The generalisability of these results may be affected by the age of the study sample, which is older than the general UK population. However, CVD events are more likely to occur in people aged over 40 years, meaning that this sample represents an important population in which to assess the effectiveness of a diet intended to reduce the risk of CVD. Adjustment for possible confounding factors means that the results presented here can be compared to those of cohorts with a different distribution of these factors, allowing for its inclusion in future meta-analyses. As stated previously, at the time the EPIC-Norfolk study began, this cohort was similar to the wider UK population in terms of key risk factors, including height, weight, blood pressure and total cholesterol, which lends support to the external validity of the results presented here.
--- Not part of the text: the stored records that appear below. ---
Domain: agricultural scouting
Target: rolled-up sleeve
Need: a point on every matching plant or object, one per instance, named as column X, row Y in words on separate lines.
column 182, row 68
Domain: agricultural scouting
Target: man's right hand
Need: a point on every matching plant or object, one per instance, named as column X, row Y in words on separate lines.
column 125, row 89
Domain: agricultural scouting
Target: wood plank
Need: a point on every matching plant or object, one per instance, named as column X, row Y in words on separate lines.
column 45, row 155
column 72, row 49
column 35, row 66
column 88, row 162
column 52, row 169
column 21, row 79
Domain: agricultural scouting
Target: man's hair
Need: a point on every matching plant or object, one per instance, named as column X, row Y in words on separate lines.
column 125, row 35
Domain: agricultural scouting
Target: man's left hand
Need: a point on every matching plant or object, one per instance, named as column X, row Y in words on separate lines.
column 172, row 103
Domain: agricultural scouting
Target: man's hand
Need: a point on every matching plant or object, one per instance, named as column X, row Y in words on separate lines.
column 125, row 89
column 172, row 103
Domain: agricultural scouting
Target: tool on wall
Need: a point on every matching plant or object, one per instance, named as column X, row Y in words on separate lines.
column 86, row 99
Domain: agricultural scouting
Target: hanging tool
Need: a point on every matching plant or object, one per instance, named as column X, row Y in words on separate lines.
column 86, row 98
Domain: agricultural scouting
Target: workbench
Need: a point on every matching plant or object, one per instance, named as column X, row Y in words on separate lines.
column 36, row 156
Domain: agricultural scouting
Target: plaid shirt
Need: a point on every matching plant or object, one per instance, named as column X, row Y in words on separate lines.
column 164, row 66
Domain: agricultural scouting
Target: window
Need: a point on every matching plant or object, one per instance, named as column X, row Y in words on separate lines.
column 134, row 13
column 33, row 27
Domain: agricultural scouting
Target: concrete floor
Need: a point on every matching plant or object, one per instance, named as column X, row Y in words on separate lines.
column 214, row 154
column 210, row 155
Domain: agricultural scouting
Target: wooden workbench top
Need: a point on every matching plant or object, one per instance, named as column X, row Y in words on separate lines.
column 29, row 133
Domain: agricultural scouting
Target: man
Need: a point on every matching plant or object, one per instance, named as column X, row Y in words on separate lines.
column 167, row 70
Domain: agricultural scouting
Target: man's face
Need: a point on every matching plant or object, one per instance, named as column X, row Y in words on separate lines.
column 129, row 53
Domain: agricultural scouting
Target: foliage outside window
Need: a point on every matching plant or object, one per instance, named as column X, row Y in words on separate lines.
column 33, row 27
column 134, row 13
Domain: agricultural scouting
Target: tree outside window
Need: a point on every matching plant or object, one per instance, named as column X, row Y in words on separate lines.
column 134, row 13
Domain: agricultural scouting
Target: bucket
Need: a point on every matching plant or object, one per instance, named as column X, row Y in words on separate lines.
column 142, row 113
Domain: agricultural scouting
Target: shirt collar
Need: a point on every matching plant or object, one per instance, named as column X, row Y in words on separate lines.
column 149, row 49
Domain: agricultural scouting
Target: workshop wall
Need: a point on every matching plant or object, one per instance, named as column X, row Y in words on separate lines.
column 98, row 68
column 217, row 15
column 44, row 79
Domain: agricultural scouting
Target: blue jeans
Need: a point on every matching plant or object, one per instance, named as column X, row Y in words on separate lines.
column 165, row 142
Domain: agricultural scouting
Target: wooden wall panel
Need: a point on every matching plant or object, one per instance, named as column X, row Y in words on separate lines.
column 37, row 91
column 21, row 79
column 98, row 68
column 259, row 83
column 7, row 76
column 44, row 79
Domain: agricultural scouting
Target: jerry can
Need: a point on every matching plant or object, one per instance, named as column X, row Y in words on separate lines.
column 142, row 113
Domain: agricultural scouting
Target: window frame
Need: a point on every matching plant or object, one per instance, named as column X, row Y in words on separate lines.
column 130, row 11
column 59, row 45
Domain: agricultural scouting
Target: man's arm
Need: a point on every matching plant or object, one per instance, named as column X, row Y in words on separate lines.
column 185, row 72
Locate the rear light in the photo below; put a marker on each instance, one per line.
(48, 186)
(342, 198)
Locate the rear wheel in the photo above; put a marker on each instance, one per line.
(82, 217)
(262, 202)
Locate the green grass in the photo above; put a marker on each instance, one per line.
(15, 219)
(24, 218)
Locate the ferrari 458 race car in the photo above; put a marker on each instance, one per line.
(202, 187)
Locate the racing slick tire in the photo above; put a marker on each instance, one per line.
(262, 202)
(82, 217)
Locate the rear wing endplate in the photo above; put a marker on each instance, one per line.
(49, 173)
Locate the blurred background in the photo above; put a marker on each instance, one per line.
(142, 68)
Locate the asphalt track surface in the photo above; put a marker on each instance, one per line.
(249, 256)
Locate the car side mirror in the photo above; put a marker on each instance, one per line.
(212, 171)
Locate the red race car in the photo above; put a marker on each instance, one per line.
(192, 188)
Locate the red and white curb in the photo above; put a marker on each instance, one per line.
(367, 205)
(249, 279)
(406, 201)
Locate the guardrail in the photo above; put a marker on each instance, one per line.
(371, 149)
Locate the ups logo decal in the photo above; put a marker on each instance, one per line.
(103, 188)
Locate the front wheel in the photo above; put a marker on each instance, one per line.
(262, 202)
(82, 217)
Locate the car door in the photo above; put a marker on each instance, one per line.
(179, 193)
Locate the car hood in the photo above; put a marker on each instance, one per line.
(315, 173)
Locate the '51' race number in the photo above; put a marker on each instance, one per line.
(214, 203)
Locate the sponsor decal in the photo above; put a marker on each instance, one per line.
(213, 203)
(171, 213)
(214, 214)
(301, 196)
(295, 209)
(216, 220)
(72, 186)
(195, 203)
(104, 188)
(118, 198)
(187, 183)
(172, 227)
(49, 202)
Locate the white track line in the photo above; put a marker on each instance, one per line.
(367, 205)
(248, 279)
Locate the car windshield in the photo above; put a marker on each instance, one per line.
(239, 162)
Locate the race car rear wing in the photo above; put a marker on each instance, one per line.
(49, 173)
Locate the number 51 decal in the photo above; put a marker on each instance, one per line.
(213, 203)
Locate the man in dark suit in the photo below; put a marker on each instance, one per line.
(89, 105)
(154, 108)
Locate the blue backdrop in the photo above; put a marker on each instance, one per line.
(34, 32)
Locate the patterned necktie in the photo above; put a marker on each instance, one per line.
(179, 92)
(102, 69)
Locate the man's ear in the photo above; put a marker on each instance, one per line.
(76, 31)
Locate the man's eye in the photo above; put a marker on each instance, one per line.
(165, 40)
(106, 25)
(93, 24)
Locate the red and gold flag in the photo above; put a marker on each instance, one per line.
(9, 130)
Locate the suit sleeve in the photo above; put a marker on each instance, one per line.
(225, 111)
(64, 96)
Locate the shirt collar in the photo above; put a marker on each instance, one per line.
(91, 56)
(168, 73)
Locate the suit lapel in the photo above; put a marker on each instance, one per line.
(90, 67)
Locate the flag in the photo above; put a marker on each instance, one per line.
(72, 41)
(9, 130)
The epidemiological evidence presented here adds to a well-established literature on the importance of diet for prevention of chronic disease. In both the UK and USA, dietary recommendations are part of government strategy for population-level health promotion. However the uptake of dietary guidance and the adoption of healthier eating habits in the population may be hindered by a number of behavioral and social factors. Studies have suggested that healthy eating depends on food literacy and nutrition knowledge [41], cooking [42, 43], and the availability of time to spend in food preparation [44], and the eating habits of family, friends and peers [45, 46]. The cost of food and neighborhood food access may also be important in particular for the DASH diet. Research in the UK and USA indicate that DASH accordant diets tend to cost more than less-healthy diets [31, 47, 48] and studies from the UK and Ireland have found that living in closer proximity to supermarkets may enable dietary habits that are congruent with the DASH pattern [48, 49]. Given the balance of evidence, the promotion of DASH and other cardioprotective diets needs to be matched with both population- and individual-level interventions to support the uptake of healthy eating.